Phillips-Horst's dry, self-deprecating quality is the signature of Trailing's "gay anti-hero" Steven, an employee at a boutique political consulting firm with low-rent clients and a delusional boss; its banal absurdism is reminiscent of shows like Veep, Broad City, and The Office. The show's content pulls directly from Phillips-Horst's former life as a speech writer and social media employee at high-caliber political consulting firms. It's this insider knowledge that—along with a strong cast, slick production, and actually funny jokes—helps set Trailing apart. Here, Phillips-Horst tells us how to turn your shitty job into something worthwhile.
Can you tell me about how your background led up to the creation of Trailing? I did theater in high school. And I've always been gay, so that obviously helps. But I started doing comedy about two years ago, after I got out of politics. I had started writing this web series while I still worked at this crazy consulting firm that Bill de Blasio was a client for. At some point I realized I'm never going to have it that much together. I should probably try to just make fun of this world, rather than excel in it.
Were you sort of taking mental notes while you were still working there, or were you actually taking things verbatim? By the end of my time at the firm, I was just straight up writing at my computer; I would open a Word document and start jotting down ideas and dialogue and things like that. I wasn't totally dedicated to the job at that point. After I was fired, I started really fleshing out the scripts. I wrote ten scripts, we shot nine episodes, but we ended up only taking seven to completion because I wanted them to be really solid and special. There's a gazillion web series out there, so I'm trying to make this as good as it can be. I don't want to just push out content.

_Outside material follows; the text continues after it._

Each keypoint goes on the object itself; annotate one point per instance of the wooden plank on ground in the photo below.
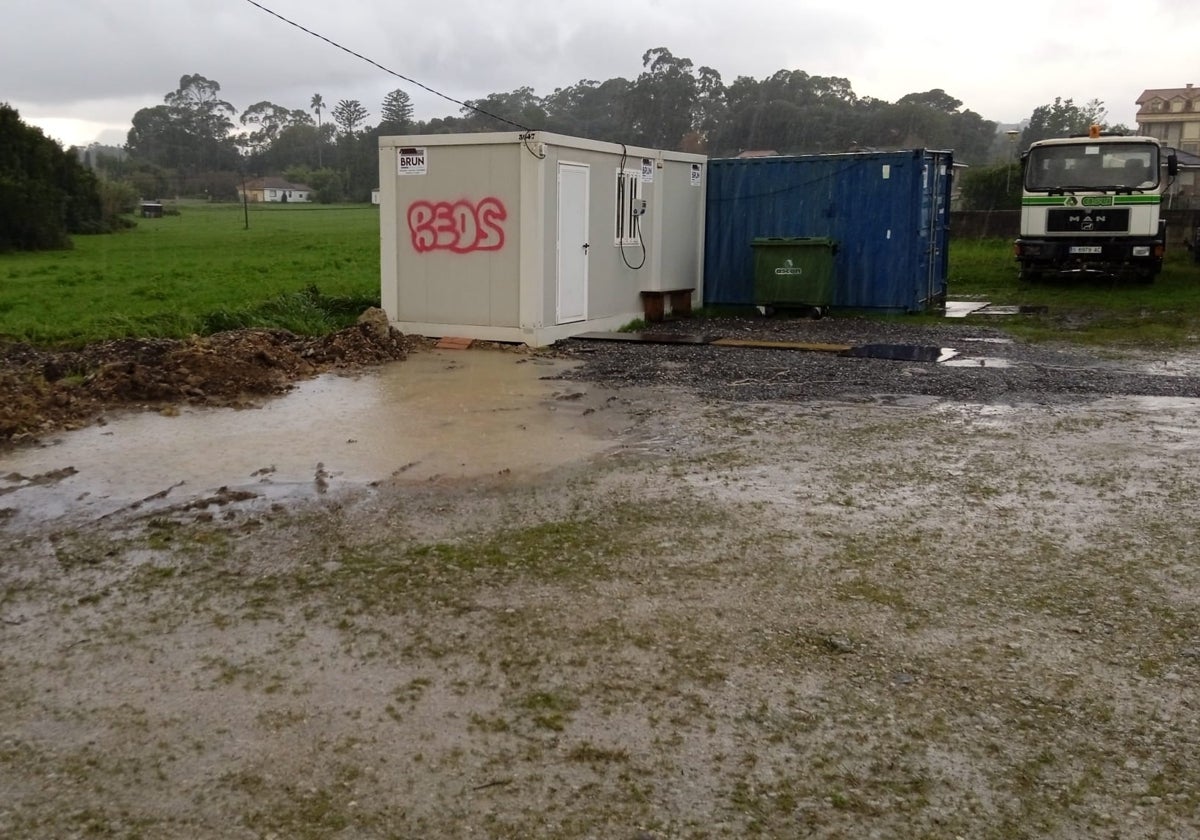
(783, 345)
(454, 343)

The third episode took me by surprise because it jumped from the kind of banal day-to-day of office life into a straight-up dream sequence. How does surrealism function on the show? Episode 3 has the most surreal moment but there are other little things—how her clients are not realistic, or when the boss gives him $400 to go to Chipotle to buy a burrito—that take it out of reality. Veep and 30 Rock, for example, have moments where the world feels real but there are moments that would never actually happen. I'm trying to create this world where it feels like all these different themes are possible.
A gay protagonist is already a huge defining step for the show. What representation of gay comedians do you hope to see more of? I do wish and hope that there will be more shows out there that can have fabulous gay characters that aren't just saying "Look! Gay people are just like everyone else!" I like the idea of shows where gay people are different and differentiated. My world is full of funny and fabulous gay people and I want to reflect that as a good thing.
What does Trailing add to the web series landscape? I hope it feels a little bit more complete of an idea, not just another web series. I hope that it feels like the singular vision of one person, but not just a vanity project. I also hope that the show has a broad reach. I know it's coming from my specific perspective, but I hope it's slick and accessible enough—even with its weirdness—so that people who don't normally watch web series or gay things would still want to watch it.